PACs are an insidious assault on democracy, and it’s senseless to think that a candidate could apply for PAC money, reap its benefits, and yet not be held accountable in the public discourse for that patronage

Sheryl
Sheryl
4 years ago

Some of the comments on here are silly – candidates should answer questions from the chamber of commerce. PACs operate outside of campaigns. However, correct me here if I am wrong, Orion could have loudly repudiated the pac $ and insisted they not campaign for him.

I appreciated him running and his concession rings true.

Marissa DeLeon
Marissa DeLeon
4 years ago

LOL BYE EGAN! GOOD RIDDANCE TO YOU AND YOUR WHITE FANBOYS USING CODED LANGUAGE TO SAY THEY ARE SALTY ABOUT A BROWN WOMAN IN CHARGE! DIE MAD ABOUT IT!

Spock
Spock
4 years ago
Reply to  Marissa DeLeon

You left the caps lock on.
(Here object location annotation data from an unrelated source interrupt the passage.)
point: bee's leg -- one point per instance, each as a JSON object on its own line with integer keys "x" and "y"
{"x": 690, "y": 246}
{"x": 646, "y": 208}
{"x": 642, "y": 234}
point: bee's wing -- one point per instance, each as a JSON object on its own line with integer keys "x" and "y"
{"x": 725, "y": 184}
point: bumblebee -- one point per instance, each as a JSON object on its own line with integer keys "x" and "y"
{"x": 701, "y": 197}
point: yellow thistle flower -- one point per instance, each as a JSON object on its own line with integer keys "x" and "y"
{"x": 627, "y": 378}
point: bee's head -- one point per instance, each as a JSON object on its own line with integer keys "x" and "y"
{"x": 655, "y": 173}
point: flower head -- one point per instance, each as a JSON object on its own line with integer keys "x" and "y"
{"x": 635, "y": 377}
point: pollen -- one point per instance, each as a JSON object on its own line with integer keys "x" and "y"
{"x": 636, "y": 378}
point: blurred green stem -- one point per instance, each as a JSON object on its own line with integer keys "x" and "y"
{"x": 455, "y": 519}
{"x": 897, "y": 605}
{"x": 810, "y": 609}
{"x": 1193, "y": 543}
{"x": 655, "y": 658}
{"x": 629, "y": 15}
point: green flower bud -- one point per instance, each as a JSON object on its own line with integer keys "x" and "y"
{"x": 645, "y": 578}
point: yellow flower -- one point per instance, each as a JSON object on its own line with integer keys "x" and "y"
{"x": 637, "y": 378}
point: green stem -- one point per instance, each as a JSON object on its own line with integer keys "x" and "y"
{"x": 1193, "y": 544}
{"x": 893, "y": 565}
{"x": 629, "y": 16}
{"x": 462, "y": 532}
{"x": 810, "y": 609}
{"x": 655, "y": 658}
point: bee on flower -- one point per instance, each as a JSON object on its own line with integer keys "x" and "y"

Thought you might want to know. 🖖

SamB
SamB
4 years ago
Reply to  Marissa DeLeon

Divisiveness and coded homophobia has no place here….

Oh what am I saying, of course it is does. Just look at previous comments during the campaign, calling Orion “cis-het”

Travis
Travis
4 years ago

It 100% hurt his campaign. I was one of those on the fence people. I don’t like Sawant and did not vote for her the last time. I was planning on voting for her replacement but did not like Orion either. I was leaning towards voting Orion but the Amazon spending and the 10+ negative Orion campaign mailers I had clogging my mailbox pushed me into voting for Sawant.